In order to verify the implemented algorithms we have tested CONAN with sample data consisting of 1,644 KORA subjects 25. The Affymetrix 500K SNP Chip data were analyzed by DARVIN, our in-house software solution for CNV detection using a Hidden Markov Model after identification of chromosomal gains and losses by comparing the intensity of the probe sets of all subjects with a reference set (manuscript under review). The software detected about 7,130 CNVs per sample on average. As phenotypes we used BMI, gender and age. CONAN has discovered the same associations between BMI and CNVs as previously suggested: (1) nearby gene KCTD15 6 we have discovered a CNVR on 19q13.11 with a p-value of 0.003; (2) on 5p15.33 18 we have discovered a CNVR with a p-value of 0.009.

The open source command line tool Birdsuite 10 enables the detection of CNVs and provides several scripts in order to perform GWAS on the results using PLINK 17. Visualizations are possible with gPLINK. SCIMMkit 26 is also open source and provides a command line tool which enables the targeted interrogation of CNVs using Illumina Infinium II and GoldenGate SNP assays; association analysis with phenotypes is not yet provided. Helixtree and Array Studio are both commercial solutions and support a variety of input formats (CNVs detected by analyzing Affymetrix SNP arrays and Illumina arrays). GWAS are performed through a user-friendly GUI and different graphical representations enable a rapid interpretation. However, most of those approaches are client-oriented and perform their calculations locally; this leads to poor scalability and all results are stored on different workstations and not on a central machine. This is an important aspect because the amount of the genotyping data for GWAS is increasing continuously and in a non-linear manner; thus high-performance data retrieval is an important issue. CONAN solved this problem by outsourcing all tasks to a central database server and by using the client workstation only for the presentation of the results.
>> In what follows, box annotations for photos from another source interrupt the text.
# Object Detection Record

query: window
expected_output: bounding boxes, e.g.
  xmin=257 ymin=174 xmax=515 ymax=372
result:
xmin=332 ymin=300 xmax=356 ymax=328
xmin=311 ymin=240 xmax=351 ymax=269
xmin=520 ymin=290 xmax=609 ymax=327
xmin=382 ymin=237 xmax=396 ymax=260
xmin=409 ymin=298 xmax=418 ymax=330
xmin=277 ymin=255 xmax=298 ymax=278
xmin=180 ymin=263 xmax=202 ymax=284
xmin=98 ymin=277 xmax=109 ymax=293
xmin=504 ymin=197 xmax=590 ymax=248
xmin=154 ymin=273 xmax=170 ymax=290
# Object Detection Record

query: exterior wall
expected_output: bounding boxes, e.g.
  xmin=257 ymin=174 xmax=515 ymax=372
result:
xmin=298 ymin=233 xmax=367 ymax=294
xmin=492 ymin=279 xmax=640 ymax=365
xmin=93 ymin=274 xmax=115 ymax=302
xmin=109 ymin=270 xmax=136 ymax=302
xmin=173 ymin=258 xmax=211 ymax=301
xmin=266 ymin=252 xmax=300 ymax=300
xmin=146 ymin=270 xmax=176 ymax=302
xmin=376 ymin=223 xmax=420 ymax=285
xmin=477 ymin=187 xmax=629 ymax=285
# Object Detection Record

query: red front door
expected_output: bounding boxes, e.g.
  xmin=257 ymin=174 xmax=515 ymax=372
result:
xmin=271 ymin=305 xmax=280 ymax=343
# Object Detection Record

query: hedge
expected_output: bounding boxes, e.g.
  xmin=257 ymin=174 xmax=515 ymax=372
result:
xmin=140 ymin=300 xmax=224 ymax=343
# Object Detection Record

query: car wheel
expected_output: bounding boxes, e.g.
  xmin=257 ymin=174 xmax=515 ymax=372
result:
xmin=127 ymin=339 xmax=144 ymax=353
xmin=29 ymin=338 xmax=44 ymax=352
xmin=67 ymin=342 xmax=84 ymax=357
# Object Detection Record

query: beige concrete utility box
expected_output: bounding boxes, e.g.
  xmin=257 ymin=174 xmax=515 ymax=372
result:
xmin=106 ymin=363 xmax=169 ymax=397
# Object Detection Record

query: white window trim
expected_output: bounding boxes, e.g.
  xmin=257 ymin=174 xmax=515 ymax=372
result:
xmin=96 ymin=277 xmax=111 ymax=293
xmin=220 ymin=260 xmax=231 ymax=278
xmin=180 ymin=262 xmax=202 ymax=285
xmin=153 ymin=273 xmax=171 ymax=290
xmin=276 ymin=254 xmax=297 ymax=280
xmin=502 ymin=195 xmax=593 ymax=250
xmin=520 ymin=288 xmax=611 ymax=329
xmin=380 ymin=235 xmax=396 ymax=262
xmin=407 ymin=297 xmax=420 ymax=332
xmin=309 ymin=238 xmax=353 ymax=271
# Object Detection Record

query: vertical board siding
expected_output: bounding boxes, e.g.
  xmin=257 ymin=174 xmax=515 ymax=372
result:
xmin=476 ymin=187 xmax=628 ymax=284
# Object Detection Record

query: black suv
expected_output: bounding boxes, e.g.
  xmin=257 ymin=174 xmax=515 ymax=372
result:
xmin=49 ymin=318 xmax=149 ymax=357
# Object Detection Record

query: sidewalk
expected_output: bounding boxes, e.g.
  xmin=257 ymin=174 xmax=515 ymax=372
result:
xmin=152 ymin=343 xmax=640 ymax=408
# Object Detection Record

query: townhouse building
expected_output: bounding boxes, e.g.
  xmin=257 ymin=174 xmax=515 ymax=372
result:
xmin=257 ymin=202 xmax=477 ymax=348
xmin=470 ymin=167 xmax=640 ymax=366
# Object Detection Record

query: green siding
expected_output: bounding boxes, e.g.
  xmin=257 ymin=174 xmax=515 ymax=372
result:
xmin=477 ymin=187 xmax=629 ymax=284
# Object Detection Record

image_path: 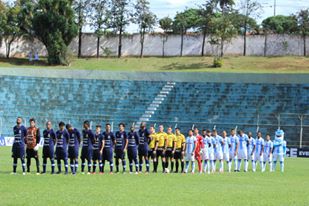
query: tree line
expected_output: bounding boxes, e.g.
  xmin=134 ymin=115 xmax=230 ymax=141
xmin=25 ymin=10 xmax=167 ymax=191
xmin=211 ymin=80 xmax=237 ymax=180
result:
xmin=0 ymin=0 xmax=309 ymax=65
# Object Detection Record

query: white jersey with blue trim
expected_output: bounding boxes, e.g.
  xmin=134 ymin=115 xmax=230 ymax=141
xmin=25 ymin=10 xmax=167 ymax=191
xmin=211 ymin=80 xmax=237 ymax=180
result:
xmin=255 ymin=137 xmax=264 ymax=155
xmin=247 ymin=137 xmax=256 ymax=154
xmin=229 ymin=135 xmax=238 ymax=154
xmin=222 ymin=137 xmax=231 ymax=154
xmin=238 ymin=134 xmax=249 ymax=151
xmin=273 ymin=137 xmax=286 ymax=155
xmin=264 ymin=140 xmax=273 ymax=154
xmin=186 ymin=136 xmax=196 ymax=154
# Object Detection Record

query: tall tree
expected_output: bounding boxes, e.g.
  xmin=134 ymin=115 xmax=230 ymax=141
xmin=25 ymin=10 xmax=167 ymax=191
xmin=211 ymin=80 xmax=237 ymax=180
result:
xmin=159 ymin=17 xmax=173 ymax=57
xmin=73 ymin=0 xmax=89 ymax=58
xmin=240 ymin=0 xmax=262 ymax=56
xmin=173 ymin=8 xmax=199 ymax=56
xmin=198 ymin=0 xmax=216 ymax=56
xmin=33 ymin=0 xmax=78 ymax=65
xmin=133 ymin=0 xmax=157 ymax=58
xmin=111 ymin=0 xmax=131 ymax=58
xmin=90 ymin=0 xmax=110 ymax=58
xmin=297 ymin=9 xmax=309 ymax=56
xmin=2 ymin=4 xmax=21 ymax=58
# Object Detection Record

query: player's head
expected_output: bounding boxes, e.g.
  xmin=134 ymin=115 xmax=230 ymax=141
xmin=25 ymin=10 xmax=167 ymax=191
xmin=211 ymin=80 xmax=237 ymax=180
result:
xmin=46 ymin=121 xmax=52 ymax=130
xmin=29 ymin=118 xmax=35 ymax=127
xmin=275 ymin=129 xmax=284 ymax=138
xmin=257 ymin=131 xmax=262 ymax=138
xmin=16 ymin=117 xmax=23 ymax=125
xmin=59 ymin=122 xmax=65 ymax=131
xmin=95 ymin=124 xmax=101 ymax=134
xmin=65 ymin=124 xmax=73 ymax=132
xmin=167 ymin=127 xmax=173 ymax=134
xmin=83 ymin=120 xmax=90 ymax=129
xmin=140 ymin=122 xmax=146 ymax=130
xmin=266 ymin=134 xmax=270 ymax=141
xmin=175 ymin=127 xmax=180 ymax=135
xmin=188 ymin=129 xmax=193 ymax=137
xmin=118 ymin=122 xmax=126 ymax=131
xmin=222 ymin=130 xmax=226 ymax=137
xmin=194 ymin=127 xmax=199 ymax=135
xmin=130 ymin=125 xmax=135 ymax=132
xmin=105 ymin=123 xmax=111 ymax=132
xmin=149 ymin=125 xmax=155 ymax=134
xmin=231 ymin=129 xmax=235 ymax=136
xmin=212 ymin=129 xmax=218 ymax=137
xmin=159 ymin=124 xmax=164 ymax=132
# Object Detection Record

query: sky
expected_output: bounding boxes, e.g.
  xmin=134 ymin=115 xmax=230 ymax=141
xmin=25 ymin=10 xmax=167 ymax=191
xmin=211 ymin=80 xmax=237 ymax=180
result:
xmin=5 ymin=0 xmax=309 ymax=33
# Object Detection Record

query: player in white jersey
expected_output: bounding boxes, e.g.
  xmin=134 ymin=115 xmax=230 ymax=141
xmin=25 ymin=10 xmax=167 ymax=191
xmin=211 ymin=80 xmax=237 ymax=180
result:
xmin=262 ymin=134 xmax=273 ymax=172
xmin=245 ymin=132 xmax=255 ymax=172
xmin=237 ymin=130 xmax=248 ymax=172
xmin=252 ymin=132 xmax=264 ymax=172
xmin=222 ymin=131 xmax=231 ymax=172
xmin=185 ymin=130 xmax=196 ymax=174
xmin=229 ymin=129 xmax=238 ymax=172
xmin=202 ymin=130 xmax=210 ymax=174
xmin=272 ymin=129 xmax=286 ymax=172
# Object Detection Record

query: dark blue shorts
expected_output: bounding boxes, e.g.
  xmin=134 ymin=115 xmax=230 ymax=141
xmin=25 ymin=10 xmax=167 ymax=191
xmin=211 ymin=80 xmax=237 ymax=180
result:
xmin=56 ymin=149 xmax=68 ymax=160
xmin=12 ymin=146 xmax=25 ymax=158
xmin=68 ymin=147 xmax=78 ymax=159
xmin=115 ymin=149 xmax=124 ymax=159
xmin=102 ymin=149 xmax=113 ymax=162
xmin=43 ymin=146 xmax=54 ymax=159
xmin=92 ymin=149 xmax=102 ymax=161
xmin=128 ymin=148 xmax=137 ymax=159
xmin=138 ymin=147 xmax=148 ymax=156
xmin=80 ymin=147 xmax=92 ymax=161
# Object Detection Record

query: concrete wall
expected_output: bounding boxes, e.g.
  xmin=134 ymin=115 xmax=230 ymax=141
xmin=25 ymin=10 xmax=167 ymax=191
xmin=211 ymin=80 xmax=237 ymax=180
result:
xmin=0 ymin=34 xmax=309 ymax=57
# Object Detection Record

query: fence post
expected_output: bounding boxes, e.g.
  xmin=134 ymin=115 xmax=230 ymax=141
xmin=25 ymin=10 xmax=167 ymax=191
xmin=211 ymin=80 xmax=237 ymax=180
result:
xmin=299 ymin=115 xmax=304 ymax=148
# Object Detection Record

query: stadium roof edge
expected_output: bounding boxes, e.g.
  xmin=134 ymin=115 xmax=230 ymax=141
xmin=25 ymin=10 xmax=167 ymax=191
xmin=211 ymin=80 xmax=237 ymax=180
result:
xmin=0 ymin=68 xmax=309 ymax=84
Our software has several strengths: (1) Extensive tests with real data demonstrated that the analysis of a study with about 1,600 subjects and hundreds of thousands of CNVs can be performed with CONAN without any problems and in reasonable time frames. (2) Due to an intuitive user interface and a detailed user manual, no knowledge in computer science and statistics is required to perform the association analysis. (3) With the help of the Manhattan Plot it is possible to spot within seconds which regions are genome-wide significant. In addition, various export functions enable the further usage of the newly-detected information in other software packages such as R or SPSS (see Table 2 for a complete list of all key features). CONAN has limitations as well, as it supports only phenotypes with numerical values; phenotypes at nominal level must be pre-processed and encoded numerically before they can be imported. However, the next version of CONAN is conceived to provide functions for labelling nominal variables automatically with numbers. Moreover, CONAN is presently limited to the analysis of Affymetrix SNP Arrays, but an extension to the import of Illumina data is planned for the next release. CNVs generated by QuantiSNP 11 or PennCNV 12 must be converted into a CSV file before they can be used in the software. However, a direct support of those data formats is planned. Finally, an interface between CONAN and eCOMPAGT 1516 should eliminate the error prone export and import tasks of phenotype-data through files.